[Seminar] Towards Practical Few-Shot Query Sets: Transductive Minimum Description Length Inference

The next LIVIA seminar will be held on Wednesday, December 14th at 12h30 in hybrid mode.

Title: Towards Practical Few-Shot Query Sets: Transductive Minimum Description Length Inference
by Ségolène Martin, Ph.D. candidate, CentraleSupélec, Université Paris Saclay, INRIA, France

Short bio:
Ségolène Martin received her M.Sc. degree in mathematics from the Ecole Normale Supérieure Paris-Saclay, France, in 2020. She also obtained the qualification for teachers (Agrégation) in 2019. She is currently a Ph.D. student in CVN lab at CentraleSupéelec, University Paris Saclay, France. Her research focuses on optimization methods for image processing and machine learning.

Abstract:
Standard few-shot benchmarks are often built upon simplifying assumptions on the query sets, which may not always hold in practice. In particular, for each task at testing time, the classes effectively present in the unlabeled query set are known a priori, and correspond exactly to the set of classes represented in the labeled support set. We relax these assumptions and extend current benchmarks, so that the query-set classes of a given task are unknown, but just belong to a much larger set of possible classes. Our setting could be viewed as an instance of the challenging yet practical problem of extremely imbalanced K-way classification, K being much larger than the values typically used in standard benchmarks, and with potentially irrelevant supervision from the support set. Expectedly, our setting incurs drops in the performances of state-of-the-art methods. Motivated by these observations, we introduce a PrimAl Dual Minimum Description LEngth (PADDLE) formulation, which balances data-fitting accuracy and model complexity for a given few-shot task, under supervision constraints from the support set. Our constrained MDL-like objective promotes competition among a large set of possible classes, preserving only effective classes that befit better the data of a few-shot task. It is hyperparameter free, and could be applied on top of any base-class training. Furthermore, we derive a fast block coordinate descent algorithm for optimizing our objective, with convergence guarantee, and a linear computational complexity at each iteration.

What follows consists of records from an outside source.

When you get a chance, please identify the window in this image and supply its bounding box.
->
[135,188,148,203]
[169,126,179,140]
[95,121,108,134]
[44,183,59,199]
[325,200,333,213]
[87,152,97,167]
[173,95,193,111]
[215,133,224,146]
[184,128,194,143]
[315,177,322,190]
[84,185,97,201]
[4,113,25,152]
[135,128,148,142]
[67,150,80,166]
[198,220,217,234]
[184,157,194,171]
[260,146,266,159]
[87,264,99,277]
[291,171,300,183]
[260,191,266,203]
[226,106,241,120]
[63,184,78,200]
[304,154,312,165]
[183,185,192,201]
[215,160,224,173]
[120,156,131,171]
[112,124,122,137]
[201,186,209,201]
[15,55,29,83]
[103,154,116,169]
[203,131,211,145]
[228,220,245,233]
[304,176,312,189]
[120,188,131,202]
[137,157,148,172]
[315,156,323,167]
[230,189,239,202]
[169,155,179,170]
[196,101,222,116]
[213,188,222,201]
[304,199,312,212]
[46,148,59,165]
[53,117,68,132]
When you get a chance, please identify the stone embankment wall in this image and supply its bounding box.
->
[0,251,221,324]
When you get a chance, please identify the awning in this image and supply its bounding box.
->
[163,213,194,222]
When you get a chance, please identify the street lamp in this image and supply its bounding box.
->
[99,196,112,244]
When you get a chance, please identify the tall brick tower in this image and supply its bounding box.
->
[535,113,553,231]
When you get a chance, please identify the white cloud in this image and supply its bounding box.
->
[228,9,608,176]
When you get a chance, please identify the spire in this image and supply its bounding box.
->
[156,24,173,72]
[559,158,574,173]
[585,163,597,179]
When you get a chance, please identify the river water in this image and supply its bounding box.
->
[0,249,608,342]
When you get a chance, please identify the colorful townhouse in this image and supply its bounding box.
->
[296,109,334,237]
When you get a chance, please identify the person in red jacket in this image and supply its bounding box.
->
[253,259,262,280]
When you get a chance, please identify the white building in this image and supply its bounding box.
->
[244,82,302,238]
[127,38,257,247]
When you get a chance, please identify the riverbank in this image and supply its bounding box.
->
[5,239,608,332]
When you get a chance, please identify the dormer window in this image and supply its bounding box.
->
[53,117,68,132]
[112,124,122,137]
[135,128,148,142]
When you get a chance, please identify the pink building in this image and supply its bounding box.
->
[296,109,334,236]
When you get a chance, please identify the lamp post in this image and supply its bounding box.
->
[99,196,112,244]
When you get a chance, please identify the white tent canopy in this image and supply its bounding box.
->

Comprehensive experiments over the standard few-shot datasets and the more realistic and challenging i-Nat dataset show highly competitive performances of our method, more so when the numbers of possible classes in the tasks increase.
Paper: https://openreview.net/pdf?id=j9JL96S8Vl
Code: https://github.com/SegoleneMartin/PADDLE

* In person: ETS-LIVIA, room A-3600.
* Zoom link: https://etsmtl.zoom.us/j/84820130813